The irony of using colonial laws to defend “African culture” against the specter of white corruption is clearly lost on the anti-gay brigade, which falsely maintains that LGBTQ rights are a uniquely Western invention. But manufactured panics about European threats to African sexuality are nothing new – they were invented by whites themselves.
In her dissertation, gender studies scholar Elizabeth Williams argues that “In order to maintain their political dominance in the colony, Kenyan settlers had to find a way to present white supremacy as a boon to African prosperity. The solution to this problem lay in developing a vision of African sexuality that had to be protected from contamination by more deviant settlers.”

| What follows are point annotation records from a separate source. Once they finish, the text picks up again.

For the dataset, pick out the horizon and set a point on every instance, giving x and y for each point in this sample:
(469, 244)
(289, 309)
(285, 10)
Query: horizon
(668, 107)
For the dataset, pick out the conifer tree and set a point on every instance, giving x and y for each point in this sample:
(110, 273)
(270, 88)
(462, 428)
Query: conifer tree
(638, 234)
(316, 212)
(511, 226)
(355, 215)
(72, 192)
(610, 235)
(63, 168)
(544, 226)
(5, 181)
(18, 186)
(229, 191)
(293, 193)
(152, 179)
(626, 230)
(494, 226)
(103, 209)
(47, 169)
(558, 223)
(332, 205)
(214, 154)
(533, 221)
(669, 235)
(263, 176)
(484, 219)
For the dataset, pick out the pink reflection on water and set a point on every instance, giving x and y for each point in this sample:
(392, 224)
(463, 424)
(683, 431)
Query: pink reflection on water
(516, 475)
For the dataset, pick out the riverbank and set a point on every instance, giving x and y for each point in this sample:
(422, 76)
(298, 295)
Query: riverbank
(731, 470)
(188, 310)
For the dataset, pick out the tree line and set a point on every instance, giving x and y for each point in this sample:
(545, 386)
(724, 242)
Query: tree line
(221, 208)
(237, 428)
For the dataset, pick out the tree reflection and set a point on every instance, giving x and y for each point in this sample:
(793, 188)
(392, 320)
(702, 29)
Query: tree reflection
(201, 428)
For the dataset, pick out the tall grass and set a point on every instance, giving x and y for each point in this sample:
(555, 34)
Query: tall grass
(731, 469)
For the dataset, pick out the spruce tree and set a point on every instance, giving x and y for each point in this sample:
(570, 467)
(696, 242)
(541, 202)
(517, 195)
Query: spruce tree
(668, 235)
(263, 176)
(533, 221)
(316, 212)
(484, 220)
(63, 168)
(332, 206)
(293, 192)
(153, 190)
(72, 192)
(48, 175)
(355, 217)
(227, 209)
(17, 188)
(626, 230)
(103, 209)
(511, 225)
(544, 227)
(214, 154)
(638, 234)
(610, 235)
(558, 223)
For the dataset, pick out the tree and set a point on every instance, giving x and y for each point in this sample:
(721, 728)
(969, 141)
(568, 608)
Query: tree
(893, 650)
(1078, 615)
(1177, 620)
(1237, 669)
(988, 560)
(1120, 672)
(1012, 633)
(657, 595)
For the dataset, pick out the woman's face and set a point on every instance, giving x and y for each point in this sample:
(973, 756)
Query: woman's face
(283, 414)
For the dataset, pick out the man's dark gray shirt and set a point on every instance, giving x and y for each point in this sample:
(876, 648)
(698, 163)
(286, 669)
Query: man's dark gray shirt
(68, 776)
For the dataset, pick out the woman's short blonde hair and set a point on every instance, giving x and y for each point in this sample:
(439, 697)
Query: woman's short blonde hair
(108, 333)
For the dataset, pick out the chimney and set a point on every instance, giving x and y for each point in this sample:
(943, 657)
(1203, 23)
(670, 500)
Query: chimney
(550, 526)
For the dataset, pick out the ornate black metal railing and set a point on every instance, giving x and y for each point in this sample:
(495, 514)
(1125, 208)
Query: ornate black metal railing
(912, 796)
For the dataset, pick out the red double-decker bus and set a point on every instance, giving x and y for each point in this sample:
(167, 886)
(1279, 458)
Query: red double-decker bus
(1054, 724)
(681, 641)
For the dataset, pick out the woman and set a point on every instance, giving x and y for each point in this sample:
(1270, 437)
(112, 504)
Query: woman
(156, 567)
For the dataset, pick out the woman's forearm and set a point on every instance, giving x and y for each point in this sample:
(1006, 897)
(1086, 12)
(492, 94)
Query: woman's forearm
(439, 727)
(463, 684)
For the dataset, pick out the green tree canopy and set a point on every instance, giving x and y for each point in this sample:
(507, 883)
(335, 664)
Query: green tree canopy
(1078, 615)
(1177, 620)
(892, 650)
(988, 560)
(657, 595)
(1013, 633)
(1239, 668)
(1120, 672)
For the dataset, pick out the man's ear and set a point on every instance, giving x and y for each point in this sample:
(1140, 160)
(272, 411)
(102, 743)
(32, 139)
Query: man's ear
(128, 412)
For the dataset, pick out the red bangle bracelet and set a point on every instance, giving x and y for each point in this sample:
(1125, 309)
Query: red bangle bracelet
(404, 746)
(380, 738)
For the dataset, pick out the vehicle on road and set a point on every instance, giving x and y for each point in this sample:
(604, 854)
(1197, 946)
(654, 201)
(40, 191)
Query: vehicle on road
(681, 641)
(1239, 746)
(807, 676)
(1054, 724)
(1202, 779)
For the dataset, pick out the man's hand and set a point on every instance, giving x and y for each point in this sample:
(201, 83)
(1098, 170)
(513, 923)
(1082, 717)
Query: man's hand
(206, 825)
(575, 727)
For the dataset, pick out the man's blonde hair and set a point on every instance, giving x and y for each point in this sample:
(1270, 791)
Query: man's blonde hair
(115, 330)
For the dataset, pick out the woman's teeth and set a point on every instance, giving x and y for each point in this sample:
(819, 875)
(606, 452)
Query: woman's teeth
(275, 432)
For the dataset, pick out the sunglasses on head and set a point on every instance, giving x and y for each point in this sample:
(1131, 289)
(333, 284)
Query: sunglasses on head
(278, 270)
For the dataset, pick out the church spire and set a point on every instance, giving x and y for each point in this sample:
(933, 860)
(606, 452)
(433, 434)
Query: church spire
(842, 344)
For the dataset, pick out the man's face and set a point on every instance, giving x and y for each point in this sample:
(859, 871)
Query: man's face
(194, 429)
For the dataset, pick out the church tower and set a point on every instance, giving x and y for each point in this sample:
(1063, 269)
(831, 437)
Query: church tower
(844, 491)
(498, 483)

That vision of African sexuality grew out of Victorian imaginations of noble cruelty. “The average native is simply an immoral being, and as a general rule he becomes immoral only after contact with certain forms of civilization, both Eastern and Western,” wrote a settler in 1920.
Today’s African elites, who have inherited the colonial kingdom, are replicating the same naked assertion of power. They, too, declare themselves, and their theft and brutality, as justified by the need to protect “African” mores from Western decadence.
But while it may be tempting to dismiss these as tirades of ignorant and power-hungry bigots, whatever they are, we must remember that they have real-life implications.
They justify the oppression of thousands of Kenyans who are victims of violence, rape and imprisonment by the state and local communities. Between 2013 and 2017, more than 500 people were prosecuted under colonial laws and artistic works were banned for depicting homosexual relationships.
We must also bear in mind that by undermining the protections in the Constitution, the self-proclaimed defenders of “African culture” are endangering all of us, regardless of our sexual orientation.
The views expressed in this article are those of the author and do not necessarily reflect the editorial view of Al Jazeera.